Whilst you might just be grateful they’re visiting at all, you may want to ask yourself what tolerating this behavior teaches them, both about your relationship and life in general.
6. Emotional support flows only in one direction.
When kids are young, it’s natural that we’re the ones caring for them, with little emotional support in return. It’s what we signed up for in those early years, after all. And whilst no one wants to burden their child, whatever their age, we should be able to expect some level of support once our children are grown.
Yet that’s not how it always works out. In one-sided relationships, you’ll find you’ve become their emotional support system while they’ve never learned to be yours. You’re there for their heartbreak, work stress, and life dramas. Yet when you’re facing your own challenges, such as dealing with loss, health concerns, or difficult life transitions, they’re nowhere to be seen.
You might want to consider why this is. Perhaps they’ve never been taught that relationships require reciprocal care. Maybe they genuinely don’t realize that parents have emotional needs beyond being needed. Or possibly, they’ve learned that your role is to be strong and available. Whatever the reason, this imbalance will likely create resentment over time and leave you feeling emotionally depleted when you most need support yourself.
7. You feel exhausted after spending time with them.
If you look forward to seeing your adult child but find yourself drained afterward, that’s a red flag about the state of your relationship.
Parents who notice this pattern often dismiss it initially. Maybe you had a busy day, you tell yourself, or perhaps you’re just getting older and tire more easily. And those things may be true. But if it happens specifically after time spent with your child and not others, you’re likely working overtime to manage the relationship dynamic.
Perhaps you spend hours listening to their complaints, managing their moods, or walking on eggshells to keep the peace. You’re constantly “on.” Monitoring their reactions, adjusting your responses, and suppressing your own needs to accommodate theirs.
The most telling sign is probably that you feel relief when they leave (followed immediately by guilt about that relief). You love them deeply, but spending time together has become work rather than joy.
8. They cancel plans last minute and don’t follow through on promises.
Parents in one-sided relationships will know this sort of scenario intimately. Your adult child promises to help you with something weekend, but when the time comes, they’re suddenly too busy. They swear they’ll call you back later, and then… silence. They say they’re free for dinner, you cook their favourite meal, and then comes the “Sorry, can we reschedule?” text. What makes it even worse is when there’s no real explanation, no genuine apology, and definitely no acknowledgment that you’ve just wasted your entire Saturday on preparation.
You wouldn’t accept this unreliable behavior from friends (or maybe you would, but you shouldn’t). Yet your adult child seems to have learned that parents always forgive, always reschedule, and always remain available for the next attempt. Essentially, they’ve learned that your time has no value, so why would they value it?
Final thoughts…
You are not a bad parent, and it’s unlikely your child is intentionally using you (if they are, that’s a whole other issue). It’s likely you’ve just worked your way into this unhealthy relationship dynamic.

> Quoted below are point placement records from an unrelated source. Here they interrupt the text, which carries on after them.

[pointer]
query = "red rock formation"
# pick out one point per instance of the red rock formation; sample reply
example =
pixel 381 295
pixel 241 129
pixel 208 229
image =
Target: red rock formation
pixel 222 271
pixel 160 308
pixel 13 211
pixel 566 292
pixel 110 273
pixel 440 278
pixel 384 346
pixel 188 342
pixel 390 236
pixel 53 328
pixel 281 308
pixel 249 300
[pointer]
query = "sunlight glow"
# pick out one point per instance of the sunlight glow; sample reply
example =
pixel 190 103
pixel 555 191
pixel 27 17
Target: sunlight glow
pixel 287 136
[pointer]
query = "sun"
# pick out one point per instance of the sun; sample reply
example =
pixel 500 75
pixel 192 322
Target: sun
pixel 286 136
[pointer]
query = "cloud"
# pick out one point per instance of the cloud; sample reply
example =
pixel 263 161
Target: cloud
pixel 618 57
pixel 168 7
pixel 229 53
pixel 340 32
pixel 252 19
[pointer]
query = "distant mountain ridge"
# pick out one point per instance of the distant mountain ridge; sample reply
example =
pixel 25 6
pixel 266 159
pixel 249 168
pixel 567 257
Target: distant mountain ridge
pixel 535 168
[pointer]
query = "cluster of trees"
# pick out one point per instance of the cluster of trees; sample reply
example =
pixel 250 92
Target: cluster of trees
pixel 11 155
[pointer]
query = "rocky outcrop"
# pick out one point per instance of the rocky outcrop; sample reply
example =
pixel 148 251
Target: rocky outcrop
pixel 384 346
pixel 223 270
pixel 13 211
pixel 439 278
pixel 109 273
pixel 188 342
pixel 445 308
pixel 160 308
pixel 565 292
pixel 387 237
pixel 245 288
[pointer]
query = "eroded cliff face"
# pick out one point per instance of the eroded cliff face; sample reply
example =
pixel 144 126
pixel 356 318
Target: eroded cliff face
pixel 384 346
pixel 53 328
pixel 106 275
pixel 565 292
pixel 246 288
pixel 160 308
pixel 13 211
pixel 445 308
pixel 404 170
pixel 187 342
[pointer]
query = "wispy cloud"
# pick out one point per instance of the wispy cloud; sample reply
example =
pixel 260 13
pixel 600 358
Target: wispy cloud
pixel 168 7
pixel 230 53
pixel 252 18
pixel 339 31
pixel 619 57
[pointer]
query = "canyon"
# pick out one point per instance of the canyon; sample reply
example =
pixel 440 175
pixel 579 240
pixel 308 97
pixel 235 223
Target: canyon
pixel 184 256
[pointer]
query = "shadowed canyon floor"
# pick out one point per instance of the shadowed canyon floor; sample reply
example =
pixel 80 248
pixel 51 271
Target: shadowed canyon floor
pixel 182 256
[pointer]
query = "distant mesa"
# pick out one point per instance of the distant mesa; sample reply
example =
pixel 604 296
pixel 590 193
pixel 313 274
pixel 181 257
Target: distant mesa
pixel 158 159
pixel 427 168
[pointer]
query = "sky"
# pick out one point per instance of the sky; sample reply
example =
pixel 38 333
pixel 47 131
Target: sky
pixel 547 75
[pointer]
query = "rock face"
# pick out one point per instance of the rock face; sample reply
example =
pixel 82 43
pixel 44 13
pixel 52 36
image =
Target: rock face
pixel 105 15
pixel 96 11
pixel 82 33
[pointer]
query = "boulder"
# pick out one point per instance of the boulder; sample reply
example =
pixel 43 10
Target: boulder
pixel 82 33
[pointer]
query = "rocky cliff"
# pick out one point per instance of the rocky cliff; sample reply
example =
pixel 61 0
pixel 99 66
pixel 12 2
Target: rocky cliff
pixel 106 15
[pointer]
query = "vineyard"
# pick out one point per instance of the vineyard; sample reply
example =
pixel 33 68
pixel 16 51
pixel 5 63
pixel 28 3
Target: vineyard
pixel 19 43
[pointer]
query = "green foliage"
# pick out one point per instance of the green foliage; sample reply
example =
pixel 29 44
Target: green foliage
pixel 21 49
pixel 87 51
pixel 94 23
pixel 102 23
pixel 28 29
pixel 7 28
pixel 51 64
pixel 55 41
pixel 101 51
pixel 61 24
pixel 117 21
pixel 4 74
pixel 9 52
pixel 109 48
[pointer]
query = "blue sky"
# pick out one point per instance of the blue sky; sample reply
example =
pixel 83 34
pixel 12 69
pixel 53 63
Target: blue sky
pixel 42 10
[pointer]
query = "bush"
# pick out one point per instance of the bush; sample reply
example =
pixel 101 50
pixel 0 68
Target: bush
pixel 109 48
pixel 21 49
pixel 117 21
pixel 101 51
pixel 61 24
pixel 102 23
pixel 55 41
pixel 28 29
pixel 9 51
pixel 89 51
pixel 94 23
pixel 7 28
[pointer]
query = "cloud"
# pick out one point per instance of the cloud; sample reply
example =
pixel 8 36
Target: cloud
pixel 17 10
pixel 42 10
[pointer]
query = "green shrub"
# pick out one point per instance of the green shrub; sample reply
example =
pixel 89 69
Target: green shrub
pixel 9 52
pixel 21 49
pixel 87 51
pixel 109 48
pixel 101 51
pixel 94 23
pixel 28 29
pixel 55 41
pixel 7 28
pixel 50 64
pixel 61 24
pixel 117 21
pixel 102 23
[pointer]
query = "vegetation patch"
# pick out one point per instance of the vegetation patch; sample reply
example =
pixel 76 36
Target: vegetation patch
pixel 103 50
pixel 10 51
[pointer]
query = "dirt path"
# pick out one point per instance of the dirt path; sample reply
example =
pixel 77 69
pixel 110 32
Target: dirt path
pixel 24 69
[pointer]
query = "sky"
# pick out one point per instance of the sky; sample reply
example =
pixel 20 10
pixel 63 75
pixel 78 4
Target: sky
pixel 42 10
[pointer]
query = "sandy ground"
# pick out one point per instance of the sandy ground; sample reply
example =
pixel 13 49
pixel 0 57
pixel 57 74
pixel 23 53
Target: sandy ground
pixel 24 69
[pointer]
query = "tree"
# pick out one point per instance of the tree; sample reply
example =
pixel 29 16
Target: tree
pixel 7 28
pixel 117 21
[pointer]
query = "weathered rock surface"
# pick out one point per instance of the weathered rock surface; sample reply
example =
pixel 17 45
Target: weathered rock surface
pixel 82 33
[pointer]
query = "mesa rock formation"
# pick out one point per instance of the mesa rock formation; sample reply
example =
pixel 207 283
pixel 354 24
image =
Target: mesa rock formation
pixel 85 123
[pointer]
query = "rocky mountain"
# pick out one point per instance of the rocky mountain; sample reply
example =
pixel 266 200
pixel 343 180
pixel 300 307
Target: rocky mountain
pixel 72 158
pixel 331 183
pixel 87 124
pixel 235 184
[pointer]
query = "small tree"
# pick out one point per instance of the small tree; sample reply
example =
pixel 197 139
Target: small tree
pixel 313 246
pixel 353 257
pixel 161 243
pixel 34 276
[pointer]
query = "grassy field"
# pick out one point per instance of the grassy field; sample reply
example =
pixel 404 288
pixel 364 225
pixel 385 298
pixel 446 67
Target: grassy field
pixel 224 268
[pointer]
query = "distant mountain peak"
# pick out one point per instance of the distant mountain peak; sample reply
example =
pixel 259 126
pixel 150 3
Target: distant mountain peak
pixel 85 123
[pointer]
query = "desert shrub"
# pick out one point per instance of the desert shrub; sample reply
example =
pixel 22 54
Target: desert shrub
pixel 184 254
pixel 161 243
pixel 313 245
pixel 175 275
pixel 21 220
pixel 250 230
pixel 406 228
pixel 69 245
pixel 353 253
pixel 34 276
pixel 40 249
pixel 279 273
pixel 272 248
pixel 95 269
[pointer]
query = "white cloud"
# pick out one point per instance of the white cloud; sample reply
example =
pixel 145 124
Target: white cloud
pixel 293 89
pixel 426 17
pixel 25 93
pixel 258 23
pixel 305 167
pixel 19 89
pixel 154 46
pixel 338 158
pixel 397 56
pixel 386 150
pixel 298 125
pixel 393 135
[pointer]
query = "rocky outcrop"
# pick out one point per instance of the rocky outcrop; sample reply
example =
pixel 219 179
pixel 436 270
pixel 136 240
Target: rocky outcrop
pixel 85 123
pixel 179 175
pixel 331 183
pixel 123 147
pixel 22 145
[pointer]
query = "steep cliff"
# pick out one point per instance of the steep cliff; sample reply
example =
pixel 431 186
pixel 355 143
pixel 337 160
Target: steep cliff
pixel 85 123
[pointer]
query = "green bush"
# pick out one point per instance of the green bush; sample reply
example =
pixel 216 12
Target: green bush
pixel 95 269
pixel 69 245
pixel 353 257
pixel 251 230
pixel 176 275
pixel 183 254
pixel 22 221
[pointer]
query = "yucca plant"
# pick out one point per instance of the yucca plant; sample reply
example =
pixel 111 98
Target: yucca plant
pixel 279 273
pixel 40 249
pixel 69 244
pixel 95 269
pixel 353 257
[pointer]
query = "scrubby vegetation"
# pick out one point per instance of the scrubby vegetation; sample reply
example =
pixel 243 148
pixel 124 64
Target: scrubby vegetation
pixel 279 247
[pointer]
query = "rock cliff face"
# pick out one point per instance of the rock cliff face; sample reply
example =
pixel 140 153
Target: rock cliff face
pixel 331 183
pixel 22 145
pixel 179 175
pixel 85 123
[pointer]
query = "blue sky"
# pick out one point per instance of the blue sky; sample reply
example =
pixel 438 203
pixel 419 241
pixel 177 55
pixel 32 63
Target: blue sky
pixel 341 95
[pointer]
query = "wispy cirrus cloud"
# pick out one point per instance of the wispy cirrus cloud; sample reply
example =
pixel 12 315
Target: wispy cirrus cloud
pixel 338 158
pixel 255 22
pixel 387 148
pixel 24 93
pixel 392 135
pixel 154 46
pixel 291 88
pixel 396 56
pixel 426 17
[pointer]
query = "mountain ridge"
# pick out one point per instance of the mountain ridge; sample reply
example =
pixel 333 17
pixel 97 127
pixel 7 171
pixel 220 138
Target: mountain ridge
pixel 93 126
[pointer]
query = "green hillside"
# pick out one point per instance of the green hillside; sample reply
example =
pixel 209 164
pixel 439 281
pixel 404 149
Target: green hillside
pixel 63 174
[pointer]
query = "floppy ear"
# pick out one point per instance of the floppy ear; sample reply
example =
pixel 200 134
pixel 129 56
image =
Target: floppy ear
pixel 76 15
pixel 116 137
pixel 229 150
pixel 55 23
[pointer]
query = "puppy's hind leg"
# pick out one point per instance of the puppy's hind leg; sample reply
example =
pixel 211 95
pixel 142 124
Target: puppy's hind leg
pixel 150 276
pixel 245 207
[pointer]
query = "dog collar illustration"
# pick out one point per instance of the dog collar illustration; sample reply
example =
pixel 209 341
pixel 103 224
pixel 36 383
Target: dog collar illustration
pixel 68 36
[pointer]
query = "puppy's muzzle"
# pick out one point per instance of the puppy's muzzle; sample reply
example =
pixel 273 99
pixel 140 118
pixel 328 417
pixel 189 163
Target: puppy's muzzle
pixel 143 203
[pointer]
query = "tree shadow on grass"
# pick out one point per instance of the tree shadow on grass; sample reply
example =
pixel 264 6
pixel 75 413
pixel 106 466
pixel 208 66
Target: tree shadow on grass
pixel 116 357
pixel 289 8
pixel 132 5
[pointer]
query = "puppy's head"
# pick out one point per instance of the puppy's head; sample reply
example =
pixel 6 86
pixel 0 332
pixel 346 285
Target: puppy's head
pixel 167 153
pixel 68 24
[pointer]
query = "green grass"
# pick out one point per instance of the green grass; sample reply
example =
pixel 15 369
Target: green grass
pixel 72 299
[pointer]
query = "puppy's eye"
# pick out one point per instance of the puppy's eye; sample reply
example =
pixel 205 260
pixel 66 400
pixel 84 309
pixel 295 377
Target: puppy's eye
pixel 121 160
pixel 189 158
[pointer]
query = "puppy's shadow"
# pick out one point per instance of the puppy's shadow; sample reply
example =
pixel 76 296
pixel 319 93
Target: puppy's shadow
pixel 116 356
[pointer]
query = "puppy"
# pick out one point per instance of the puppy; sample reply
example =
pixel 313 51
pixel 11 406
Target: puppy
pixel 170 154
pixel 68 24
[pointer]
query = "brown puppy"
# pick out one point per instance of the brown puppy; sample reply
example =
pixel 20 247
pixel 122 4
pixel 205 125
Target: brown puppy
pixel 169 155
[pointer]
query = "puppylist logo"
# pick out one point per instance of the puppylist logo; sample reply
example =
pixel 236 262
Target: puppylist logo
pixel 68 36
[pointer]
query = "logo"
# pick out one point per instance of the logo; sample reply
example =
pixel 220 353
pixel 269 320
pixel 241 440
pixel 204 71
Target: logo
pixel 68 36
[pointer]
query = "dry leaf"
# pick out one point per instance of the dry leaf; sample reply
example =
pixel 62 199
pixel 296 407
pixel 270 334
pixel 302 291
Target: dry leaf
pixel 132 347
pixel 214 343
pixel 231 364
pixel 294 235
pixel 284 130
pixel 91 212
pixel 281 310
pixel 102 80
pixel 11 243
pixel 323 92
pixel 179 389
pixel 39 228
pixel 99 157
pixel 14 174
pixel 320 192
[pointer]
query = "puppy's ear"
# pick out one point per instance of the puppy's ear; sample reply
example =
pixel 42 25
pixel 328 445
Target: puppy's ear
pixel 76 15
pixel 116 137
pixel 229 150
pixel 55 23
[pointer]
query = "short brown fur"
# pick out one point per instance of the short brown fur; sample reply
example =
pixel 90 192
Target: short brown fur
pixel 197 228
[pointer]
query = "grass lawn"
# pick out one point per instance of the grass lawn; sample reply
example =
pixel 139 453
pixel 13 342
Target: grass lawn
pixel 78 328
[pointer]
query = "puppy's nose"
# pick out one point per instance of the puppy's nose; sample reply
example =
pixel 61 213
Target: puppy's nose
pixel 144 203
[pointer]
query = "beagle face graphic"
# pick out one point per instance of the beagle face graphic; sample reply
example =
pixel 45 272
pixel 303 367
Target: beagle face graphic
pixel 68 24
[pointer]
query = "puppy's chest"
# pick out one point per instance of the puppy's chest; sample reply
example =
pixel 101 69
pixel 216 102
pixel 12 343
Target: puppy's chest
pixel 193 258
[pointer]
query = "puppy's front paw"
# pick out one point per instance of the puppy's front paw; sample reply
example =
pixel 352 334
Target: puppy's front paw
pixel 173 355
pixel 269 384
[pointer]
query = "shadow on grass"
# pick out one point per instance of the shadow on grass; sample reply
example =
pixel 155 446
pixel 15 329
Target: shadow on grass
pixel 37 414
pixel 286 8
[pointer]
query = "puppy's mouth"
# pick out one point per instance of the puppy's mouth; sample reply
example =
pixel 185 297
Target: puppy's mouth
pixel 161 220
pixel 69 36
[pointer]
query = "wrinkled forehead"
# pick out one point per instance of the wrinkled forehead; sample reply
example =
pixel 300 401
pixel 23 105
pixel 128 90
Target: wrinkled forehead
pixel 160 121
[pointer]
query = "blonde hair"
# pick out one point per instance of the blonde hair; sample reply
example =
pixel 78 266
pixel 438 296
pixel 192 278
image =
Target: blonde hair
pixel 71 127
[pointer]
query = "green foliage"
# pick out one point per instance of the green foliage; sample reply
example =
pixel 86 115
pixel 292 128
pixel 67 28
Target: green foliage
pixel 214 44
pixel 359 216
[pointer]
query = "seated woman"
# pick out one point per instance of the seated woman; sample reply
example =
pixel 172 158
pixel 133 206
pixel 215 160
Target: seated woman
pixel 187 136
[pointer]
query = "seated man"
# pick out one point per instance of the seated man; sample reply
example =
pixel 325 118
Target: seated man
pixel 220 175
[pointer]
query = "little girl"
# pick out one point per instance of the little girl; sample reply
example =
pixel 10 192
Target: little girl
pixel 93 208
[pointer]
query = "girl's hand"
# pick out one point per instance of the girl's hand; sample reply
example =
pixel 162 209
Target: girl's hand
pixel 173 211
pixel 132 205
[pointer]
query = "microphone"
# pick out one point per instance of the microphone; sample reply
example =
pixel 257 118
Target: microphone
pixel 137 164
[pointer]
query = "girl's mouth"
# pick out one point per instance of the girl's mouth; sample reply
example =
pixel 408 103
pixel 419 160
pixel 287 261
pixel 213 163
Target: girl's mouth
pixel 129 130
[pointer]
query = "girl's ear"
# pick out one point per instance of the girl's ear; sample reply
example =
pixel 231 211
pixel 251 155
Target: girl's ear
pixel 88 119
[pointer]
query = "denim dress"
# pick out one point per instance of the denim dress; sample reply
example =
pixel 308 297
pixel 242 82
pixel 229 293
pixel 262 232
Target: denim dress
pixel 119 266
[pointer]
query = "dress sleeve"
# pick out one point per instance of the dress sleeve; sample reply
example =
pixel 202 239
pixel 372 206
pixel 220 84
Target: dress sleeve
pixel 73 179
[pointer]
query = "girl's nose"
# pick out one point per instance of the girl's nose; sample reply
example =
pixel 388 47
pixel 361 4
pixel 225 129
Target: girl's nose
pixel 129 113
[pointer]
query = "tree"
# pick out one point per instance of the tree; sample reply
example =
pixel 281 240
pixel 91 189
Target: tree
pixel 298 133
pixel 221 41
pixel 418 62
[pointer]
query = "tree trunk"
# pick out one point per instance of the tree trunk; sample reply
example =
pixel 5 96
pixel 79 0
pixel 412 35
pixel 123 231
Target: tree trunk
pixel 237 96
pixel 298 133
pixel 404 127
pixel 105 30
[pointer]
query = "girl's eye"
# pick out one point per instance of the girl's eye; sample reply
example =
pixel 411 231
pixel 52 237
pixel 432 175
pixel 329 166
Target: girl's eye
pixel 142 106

The reality may seem harsh, but it’s freeing: you can only control your own actions. If you’re unhappy with this unbalanced relationship, it’s time to start setting boundaries, stepping back from over-functioning, and refusing treatment you wouldn’t accept from friends.
Sometimes the kindest thing you can do is stop enabling one-sided dynamics. Your adult child may or may not change when they realize you won’t be treated this way anymore, but either way, you can stop participating in relationships that drain rather than nourish you.